Todos os elementos apontados são pertinentes, em geral corretos, e importantes para uma análise da conjuntura concreta. De fato, a sustentação parlamentar de Bolsonaro é baseada em uma aliança frágil com o “centrão” e dos militares que colonizaram milhares de cargos no aparato federal. Porém, a metodologia que se atém exclusivamente a tais elementos deixa de analisar outros fatores, desarmando, assim, os trabalhadores e movimento organizado de resistência aos impulsos autoritários de Bolsonaro.
Não à toa a conclusão do texto é que “Bolsonaro se enfraqueceu consideravelmente política e socialmente, dentro e fora do país. Mas ainda conserva elementos de força e resiliência”. Essa conclusão, que poderia ser verbalizada em uma discussão em grupo de whatsapp, não é de todo incorreta, não aponta grandes novidades para uma análise da conjuntura e não se diferencia das superficialidades proferidas nos textos da imprensa burguesa. Entretanto, tal apontamento não é dotado do grau de cientificidade correto para uma análise política que condiz com a tradição marxista.
Sugiro a Casoni não se utilizar da etiqueta de “aparência” ou “fenômeno” para analisar as movimentações de Bolsonaro.
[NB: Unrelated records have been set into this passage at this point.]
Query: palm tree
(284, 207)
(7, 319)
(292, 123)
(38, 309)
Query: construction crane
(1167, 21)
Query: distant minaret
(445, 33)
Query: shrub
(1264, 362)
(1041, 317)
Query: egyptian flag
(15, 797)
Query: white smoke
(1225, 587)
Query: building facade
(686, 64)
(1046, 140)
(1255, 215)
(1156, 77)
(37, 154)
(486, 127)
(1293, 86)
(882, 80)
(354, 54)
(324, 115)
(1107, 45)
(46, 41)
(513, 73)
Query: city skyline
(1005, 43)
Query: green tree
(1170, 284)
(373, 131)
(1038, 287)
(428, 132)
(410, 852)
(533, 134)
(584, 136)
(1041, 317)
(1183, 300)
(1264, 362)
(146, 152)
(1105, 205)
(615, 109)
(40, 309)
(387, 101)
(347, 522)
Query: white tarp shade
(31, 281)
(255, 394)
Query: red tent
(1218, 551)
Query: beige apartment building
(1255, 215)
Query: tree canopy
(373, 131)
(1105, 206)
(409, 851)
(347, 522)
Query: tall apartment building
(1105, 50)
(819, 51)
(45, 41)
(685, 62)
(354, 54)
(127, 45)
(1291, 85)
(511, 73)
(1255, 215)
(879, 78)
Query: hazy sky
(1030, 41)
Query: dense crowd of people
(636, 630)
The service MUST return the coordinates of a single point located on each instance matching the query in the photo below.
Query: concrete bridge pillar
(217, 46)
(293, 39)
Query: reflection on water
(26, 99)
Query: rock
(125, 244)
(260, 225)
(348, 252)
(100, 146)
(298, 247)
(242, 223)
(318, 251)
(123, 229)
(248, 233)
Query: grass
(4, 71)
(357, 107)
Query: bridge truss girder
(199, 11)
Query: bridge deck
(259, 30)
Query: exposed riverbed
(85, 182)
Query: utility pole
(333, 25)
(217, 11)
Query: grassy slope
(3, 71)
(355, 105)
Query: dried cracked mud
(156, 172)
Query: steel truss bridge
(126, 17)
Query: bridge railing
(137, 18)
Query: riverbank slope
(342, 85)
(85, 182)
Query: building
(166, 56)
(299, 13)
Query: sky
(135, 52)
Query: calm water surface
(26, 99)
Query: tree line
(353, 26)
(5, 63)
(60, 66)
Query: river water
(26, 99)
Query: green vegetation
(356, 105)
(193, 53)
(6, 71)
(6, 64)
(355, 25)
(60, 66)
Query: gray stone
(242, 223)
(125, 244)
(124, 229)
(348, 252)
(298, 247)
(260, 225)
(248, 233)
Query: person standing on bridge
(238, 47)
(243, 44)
Observe, meu caro companheiro, elementos concretos desse grave movimento de caráter neofascista que busca conquistar o Estado brasileiro e impor uma ditadura aos moldes de seu programa. Pergunte-se: qual a estratégia do movimento neofascista no Brasil? Quais táticas foram utilizadas até então a serviço dessa estratégia? Quais setores e frações da burguesia poderiam apoiar essa aventura? Como as forças armadas se comportariam numa tentativa de golpe? Como mensurar o prestígio de Bolsonaro junto às forças armadas?
Essas perguntas não foram feitas no texto de Casoni. Para muitas dessas perguntas, inclusive, acredito que não temos, ainda, os meios empíricos para encontrar respostas. Quando um autor quer construir uma análise da realidade, mas com os olhos fechados para elementos desta mesma realidade, deixa de fazer perguntas importantes. O resultado é que importantes manifestações da realidade transformam-se em “mero fenômeno”, construindo-se uma caracterização caolha.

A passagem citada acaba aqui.